Quesada, qui n'a plus avec lui que 166 hommes, s'apprête à repartir pour la côte quand il apprend une nouvelle incroyable : dans cette contrée inconnue, deux autres expéditions espagnoles de même taille sont en voie de le rejoindre. L'une, guidée par Sebastián de Belalcázar, vient du lointain Pérou, que Pizarre a conquis quelques années plus tôt ! Elle a exploré au passage la côte du Pacifique et fondé la cité de Cali (aujourd'hui la troisième ville de Colombie). L'autre vient de la vallée de l'Orénoque. Elle est guidée par Nicolas Federmann, nouveau gouverneur de la colonie du Venezuela. Les trois hommes vont pouvoir ainsi compléter l'exploration des plateaux andins.

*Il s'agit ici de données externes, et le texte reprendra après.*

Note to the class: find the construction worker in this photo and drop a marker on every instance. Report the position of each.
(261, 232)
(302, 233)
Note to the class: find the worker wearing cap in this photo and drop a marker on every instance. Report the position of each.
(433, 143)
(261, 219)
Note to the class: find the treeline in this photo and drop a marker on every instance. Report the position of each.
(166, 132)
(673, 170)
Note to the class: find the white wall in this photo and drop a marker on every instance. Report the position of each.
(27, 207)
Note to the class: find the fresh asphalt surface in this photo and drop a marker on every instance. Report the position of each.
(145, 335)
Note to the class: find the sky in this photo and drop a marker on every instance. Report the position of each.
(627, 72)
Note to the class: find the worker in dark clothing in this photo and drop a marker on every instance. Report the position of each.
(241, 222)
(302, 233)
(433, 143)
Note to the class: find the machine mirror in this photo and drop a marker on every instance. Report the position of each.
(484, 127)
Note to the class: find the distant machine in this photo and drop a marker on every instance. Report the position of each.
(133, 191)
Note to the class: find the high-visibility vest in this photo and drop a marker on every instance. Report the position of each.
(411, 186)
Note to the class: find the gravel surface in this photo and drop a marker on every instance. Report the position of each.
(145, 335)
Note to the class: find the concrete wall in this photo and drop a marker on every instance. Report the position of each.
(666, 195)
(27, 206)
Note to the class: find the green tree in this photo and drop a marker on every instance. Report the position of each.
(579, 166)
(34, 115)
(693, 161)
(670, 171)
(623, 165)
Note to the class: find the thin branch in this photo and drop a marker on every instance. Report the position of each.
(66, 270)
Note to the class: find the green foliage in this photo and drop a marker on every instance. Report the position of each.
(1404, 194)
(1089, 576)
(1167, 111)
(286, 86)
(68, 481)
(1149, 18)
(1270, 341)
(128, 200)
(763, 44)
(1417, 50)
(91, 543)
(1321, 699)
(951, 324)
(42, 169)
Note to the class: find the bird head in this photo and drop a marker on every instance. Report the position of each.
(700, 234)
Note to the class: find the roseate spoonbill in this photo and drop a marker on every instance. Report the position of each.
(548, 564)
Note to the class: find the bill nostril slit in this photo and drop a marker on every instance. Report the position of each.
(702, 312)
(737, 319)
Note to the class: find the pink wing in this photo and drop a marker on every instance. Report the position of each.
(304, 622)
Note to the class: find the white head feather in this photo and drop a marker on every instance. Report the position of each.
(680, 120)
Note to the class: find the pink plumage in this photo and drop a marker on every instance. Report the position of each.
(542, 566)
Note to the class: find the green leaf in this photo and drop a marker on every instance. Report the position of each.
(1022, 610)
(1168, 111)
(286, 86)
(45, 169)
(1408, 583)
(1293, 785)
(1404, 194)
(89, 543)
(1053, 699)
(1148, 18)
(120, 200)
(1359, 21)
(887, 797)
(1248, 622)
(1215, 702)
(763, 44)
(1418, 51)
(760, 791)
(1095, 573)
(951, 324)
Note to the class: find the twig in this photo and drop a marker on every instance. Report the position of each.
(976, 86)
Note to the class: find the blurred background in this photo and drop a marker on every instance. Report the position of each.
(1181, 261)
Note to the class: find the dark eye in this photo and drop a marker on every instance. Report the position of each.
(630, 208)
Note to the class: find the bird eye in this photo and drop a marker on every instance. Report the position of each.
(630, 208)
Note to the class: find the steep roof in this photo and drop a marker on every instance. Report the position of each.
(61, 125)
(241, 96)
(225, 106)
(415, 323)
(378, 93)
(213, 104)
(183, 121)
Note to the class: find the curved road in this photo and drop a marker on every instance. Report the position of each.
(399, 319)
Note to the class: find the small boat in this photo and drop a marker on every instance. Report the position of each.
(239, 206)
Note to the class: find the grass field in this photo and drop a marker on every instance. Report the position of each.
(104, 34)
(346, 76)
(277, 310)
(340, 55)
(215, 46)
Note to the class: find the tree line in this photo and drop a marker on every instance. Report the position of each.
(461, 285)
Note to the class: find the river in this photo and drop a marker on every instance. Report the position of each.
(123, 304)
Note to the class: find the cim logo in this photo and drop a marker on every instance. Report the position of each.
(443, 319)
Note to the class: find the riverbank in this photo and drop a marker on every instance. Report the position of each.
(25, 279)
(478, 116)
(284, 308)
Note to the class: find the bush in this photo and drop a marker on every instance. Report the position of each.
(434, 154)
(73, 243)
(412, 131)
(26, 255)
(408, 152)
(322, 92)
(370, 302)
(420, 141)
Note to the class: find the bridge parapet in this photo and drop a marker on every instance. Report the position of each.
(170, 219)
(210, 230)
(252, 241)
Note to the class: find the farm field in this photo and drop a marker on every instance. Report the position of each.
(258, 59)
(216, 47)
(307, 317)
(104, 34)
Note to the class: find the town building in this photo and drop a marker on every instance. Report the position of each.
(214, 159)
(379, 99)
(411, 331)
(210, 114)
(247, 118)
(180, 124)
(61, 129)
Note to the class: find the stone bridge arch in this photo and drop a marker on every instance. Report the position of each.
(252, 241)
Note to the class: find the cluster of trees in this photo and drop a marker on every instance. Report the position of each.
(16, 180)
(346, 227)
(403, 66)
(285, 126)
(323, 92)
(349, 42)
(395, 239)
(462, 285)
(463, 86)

Peu organisés, les Chibchas se soumettront sans subir de guerres aussi violentes que les Incas du Pérou et les Aztèques du Mexique. Ils vont aussi révéler aux Espagnols les secrets de leur relatif bien-être : l'extraction de sel à partir de sources salées et surtout la culture d'une curieuse «truffe», pas spécialement savoureuse mais exceptionnellement nutritive et facile à cultiver, la pomme de terre !

Célibataire, Quesada mourra octogénaire, riche et respecté, après avoir encouragé son neveu à partir dans la vallée de l'Amazone, à la découverte du mythique El dorado (ou Eldorado, l'Homme doré).

Eldorado, un mythe devenu universel

Les premiers Espagnols qui mettent le pied en Colombie sont déçus par le peu d'or qu'ils y trouvent. Rien de comparable avec les trésors du Mexique et du Pérou. Mais vers 1530 commence à courir une rumeur selon laquelle il existerait dans certaines régions un chef indien (un cacique) littéralement couvert d'or, el Dorado. Cette rumeur va faire tourner la tête à beaucoup de conquistadors et alimenter longtemps après le mythe d'un pays richissime, Eldorado.

Le cinéaste allemand Werner Herzog en a tiré la matière de son chef-d'oeuvre : Aguirre, la colère de Dieu (1972), avec Klaus Kinski dans le rôle principal. Très certainement le document le plus représentatif de l'ère des conquistadors.

Dans les faits, El dorado a un fond de vérité comme l'atteste une tradition indienne recueillie au XVIIe siècle : il était habituel dans un royaume chibcha des bords du lac de Guatavita, près de Bogotá, que les nouveaux rois ou caciques se mettent nu, s'enduisent le corps de poudre d'or et prennent place dans une barque cérémonielle pour faire une offrande aux dieux... On n'a toutefois encore rien trouvé au fond dudit lac, ni or, ni émeraudes.